集まる
「え、お母さん。ほんまにあの雑誌がよかったと思ってはるのん? あの心霊特集雑誌が?」
『薫の書いた記事は読むものを引き込ませるもんがあるからやないの。そんなに自分の書いた記事が気にいらへんの?』
「(気に入らないっていうか、あれは校閲部が書き直した文章なんやけど……)そうやないって。心霊特集雑誌が怖くないかって聞いてるの」
『そんな怖いかなんて…、夏に読むからええんやないの』
「……夏」
『怖い話は夏に聞いてこその怖い話やしなぁ』
「……そう。感想聞かせてもらってありがとうな」
『かまへん、かまへん。それじゃ、また薫の書く記事、楽しみにしてるさかい。会社の皆さんによろしゅう伝えはりよし』
「そうしとく。ほなな」
薫は携帯電話を切るなり思いっきり溜息をついた。
「そんなん言わはっても、あかんし…、って、何見てるの?」
薫が気になるのも無理はない。ナキメはさっきから薫のほうばかり向いていたのだ。
「いやぁ、方言を話す薫はかわいいなって思ったんだ」
「な、なにがかわいいんだかっ」
薫はあの山の近くの旅館に宿泊し、仕事の整理をしていたところ、母親から電話がかかってきたので、その話につきあっていたところである。取材中はだいたい携帯電話の音をマナーモードにしているが、母親には昼は、だいたい取材中だと伝えておいてあったため、夕方になると決まったように電話がかかってくるのだった。母親の声を毎日のように聞いているためか、離れて暮らす寂しさというものがわいてこなくなってしまった。
「かわいいじゃん。口答えしてムっとなる顔。いつ見ても最高だよっ」
「……はぁ。ナキメって僕の笑う顔はどうして好きじゃないんだよ」
薫はそう言いつつ、ナキメが喜んでいるときはいつも薫が怒っているか、驚いているか、泣いているか、憂鬱そうな顔をしているときだなと思いだした。
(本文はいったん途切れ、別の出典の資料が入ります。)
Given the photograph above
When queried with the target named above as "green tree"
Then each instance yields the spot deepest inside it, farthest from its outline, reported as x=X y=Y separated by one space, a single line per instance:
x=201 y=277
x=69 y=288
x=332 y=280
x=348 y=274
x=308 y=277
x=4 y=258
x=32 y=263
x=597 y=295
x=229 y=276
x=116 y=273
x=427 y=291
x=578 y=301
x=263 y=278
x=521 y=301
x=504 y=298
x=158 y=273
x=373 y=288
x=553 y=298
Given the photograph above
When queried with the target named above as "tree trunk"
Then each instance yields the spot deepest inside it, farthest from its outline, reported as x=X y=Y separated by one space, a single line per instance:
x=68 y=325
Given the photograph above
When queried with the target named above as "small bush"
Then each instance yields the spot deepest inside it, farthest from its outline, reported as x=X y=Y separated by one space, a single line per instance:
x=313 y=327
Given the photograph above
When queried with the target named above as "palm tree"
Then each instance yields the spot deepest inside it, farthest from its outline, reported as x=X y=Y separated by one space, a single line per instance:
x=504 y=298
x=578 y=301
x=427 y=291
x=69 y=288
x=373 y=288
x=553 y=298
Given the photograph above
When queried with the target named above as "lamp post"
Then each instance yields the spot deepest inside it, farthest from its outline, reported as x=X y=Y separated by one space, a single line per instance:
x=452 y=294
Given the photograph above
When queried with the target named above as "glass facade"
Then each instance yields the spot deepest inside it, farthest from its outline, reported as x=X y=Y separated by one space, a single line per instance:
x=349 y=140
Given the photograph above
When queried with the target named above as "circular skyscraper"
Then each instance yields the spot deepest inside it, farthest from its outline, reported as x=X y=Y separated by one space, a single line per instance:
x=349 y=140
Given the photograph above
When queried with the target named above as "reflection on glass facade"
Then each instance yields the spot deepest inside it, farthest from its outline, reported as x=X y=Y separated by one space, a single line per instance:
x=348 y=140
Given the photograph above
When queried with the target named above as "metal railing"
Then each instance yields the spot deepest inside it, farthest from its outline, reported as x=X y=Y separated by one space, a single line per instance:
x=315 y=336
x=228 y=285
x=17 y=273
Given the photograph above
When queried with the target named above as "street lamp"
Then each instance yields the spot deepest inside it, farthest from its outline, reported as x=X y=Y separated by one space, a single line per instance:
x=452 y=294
「それはそうと、よみの様子、見に行こうよ。ミドちゃんがよみを落ち着かそうとしてだいぶ経っていると思うよ」
はぐらかしたなこいつ。と、薫は思ったが、よみのことが気になっていたので、ちょうど良い頃間と思った。
「そうだね。きっと今頃だいぶ落ち着いてきたと思うし」
そう言って、薫は宿泊している部屋の片隅に行き、押し入れを開けた。そこには布団や座布団が、ではなく、なんと中庭らしき所につながっていた。これはミドちゃんがよみを隠しておく場所として、押し入れの中に術を施したからだった。その中でよみは土を掘り返していた。しかも大量の土である。体が大きいので、掘る量もかなり多いのだ。ミドちゃんはそれを見て呆れかえっているし、ミラは元気になったよみを見て気をよくしていた。
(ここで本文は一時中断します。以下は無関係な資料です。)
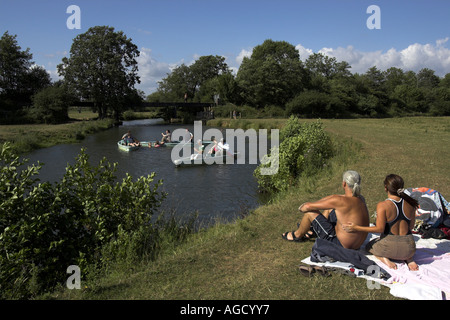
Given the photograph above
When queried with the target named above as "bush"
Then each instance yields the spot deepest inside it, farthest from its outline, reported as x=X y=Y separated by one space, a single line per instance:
x=50 y=105
x=45 y=228
x=303 y=150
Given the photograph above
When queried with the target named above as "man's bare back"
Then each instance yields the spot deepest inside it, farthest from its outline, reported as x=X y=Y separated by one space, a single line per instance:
x=352 y=209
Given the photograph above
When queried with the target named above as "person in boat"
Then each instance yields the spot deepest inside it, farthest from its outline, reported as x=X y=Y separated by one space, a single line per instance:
x=187 y=136
x=198 y=150
x=215 y=148
x=130 y=140
x=223 y=146
x=395 y=221
x=166 y=137
x=327 y=216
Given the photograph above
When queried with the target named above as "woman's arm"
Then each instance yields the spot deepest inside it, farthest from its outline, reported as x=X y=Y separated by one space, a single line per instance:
x=379 y=225
x=329 y=202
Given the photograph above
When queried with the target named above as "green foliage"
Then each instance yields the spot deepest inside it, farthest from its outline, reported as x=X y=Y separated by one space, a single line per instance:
x=20 y=78
x=273 y=74
x=50 y=105
x=304 y=149
x=45 y=228
x=102 y=68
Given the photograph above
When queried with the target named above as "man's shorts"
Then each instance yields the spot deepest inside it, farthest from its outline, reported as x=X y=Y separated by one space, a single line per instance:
x=325 y=228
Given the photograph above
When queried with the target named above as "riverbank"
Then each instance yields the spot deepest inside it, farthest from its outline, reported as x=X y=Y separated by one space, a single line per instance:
x=28 y=137
x=248 y=259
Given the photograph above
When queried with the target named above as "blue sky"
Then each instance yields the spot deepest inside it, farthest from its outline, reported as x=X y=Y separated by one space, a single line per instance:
x=413 y=34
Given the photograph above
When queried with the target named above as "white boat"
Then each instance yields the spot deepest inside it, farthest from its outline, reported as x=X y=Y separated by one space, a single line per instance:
x=122 y=146
x=201 y=159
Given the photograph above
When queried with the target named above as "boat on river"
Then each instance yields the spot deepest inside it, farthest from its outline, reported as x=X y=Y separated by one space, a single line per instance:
x=123 y=146
x=205 y=159
x=173 y=143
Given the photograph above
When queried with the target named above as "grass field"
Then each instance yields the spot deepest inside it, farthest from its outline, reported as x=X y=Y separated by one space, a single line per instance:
x=248 y=259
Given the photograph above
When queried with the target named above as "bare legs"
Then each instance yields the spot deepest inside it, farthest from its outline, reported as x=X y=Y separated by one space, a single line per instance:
x=305 y=225
x=412 y=265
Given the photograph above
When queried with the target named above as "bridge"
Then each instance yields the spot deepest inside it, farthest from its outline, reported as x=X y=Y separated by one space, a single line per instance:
x=201 y=111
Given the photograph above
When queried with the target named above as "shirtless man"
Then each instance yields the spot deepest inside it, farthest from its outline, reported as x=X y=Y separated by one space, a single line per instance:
x=338 y=210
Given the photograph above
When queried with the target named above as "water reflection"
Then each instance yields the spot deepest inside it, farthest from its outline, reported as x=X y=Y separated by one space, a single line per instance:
x=216 y=191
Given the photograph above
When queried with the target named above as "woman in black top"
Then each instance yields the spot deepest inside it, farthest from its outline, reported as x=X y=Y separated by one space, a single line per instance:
x=395 y=220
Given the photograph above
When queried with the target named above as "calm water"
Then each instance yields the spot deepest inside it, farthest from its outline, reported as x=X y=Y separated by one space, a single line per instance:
x=215 y=191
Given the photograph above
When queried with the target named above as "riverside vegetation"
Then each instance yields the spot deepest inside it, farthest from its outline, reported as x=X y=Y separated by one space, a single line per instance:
x=124 y=254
「ピーピー……(いくらなんでも掘りすぎというものだろう……)」
「親分候補、もっと掘ろうぜ!」
「何やって……、うわっ! 土がかかっちゃったじゃないか!」
薫はよみの堀っぷりを見て驚きながらも、楽しそうに掘っているよみを見て、口元が緩んだ。やっぱり楽しい顔のほうを見るのがいいじゃないか。
「あー。土を部屋の中に入れないようにしないといけないねぇ」
そう言いながらナキメは薫のほうにソロっと寄ってきた。薫が何、と思った瞬間、ナキメは薫を大量の土に向って突き飛ばした。
「ぎゃっ! ちょっと! いくらなんでもやりすぎだって!」
薫は土を振り落としながら、怒った。顔が炭のように真っ黒けだ。
「ひゃははは! 土まみれでやんの!」
ミラは土まみれになった薫を見て面白いものを見たといわんばかりに笑い転げた。
「ピ、ピーッ(お、お前たちっ)」
「薫ー。いいかげん学習しなよ。僕がやろうとしていることぐらい、察知しなくちゃ」
「わん! わん!(薫、ごめんよ。でも楽しくって)」
よみは薫のもとに駆けよって謝ったが、それでもしっぽは楽しそうに振っていた。
「何が楽しいんだよ……。土、払い落さなきゃ」
「ピーピー……(気つけの術が効きすぎてしまったようだ…)」
それ以降、ミドちゃんはよみがどんなに落ち込んでいても、気つけの術を施すようなことがなくなってしまったことは、至極当然のことといえるかもしれない。
「わんわん!(もっと掘ろうっと)」
「えっ」
ここのところ薫の仕事は思うように進まなかった。というより、進ませたくなかったといったほうが正しいのかもしれない。寝ても覚めてもあの死者たちのことが頭をよぎってしまうのだ。このことを記事にするのは死者への冒涜だという思いがますます強まる一方だった。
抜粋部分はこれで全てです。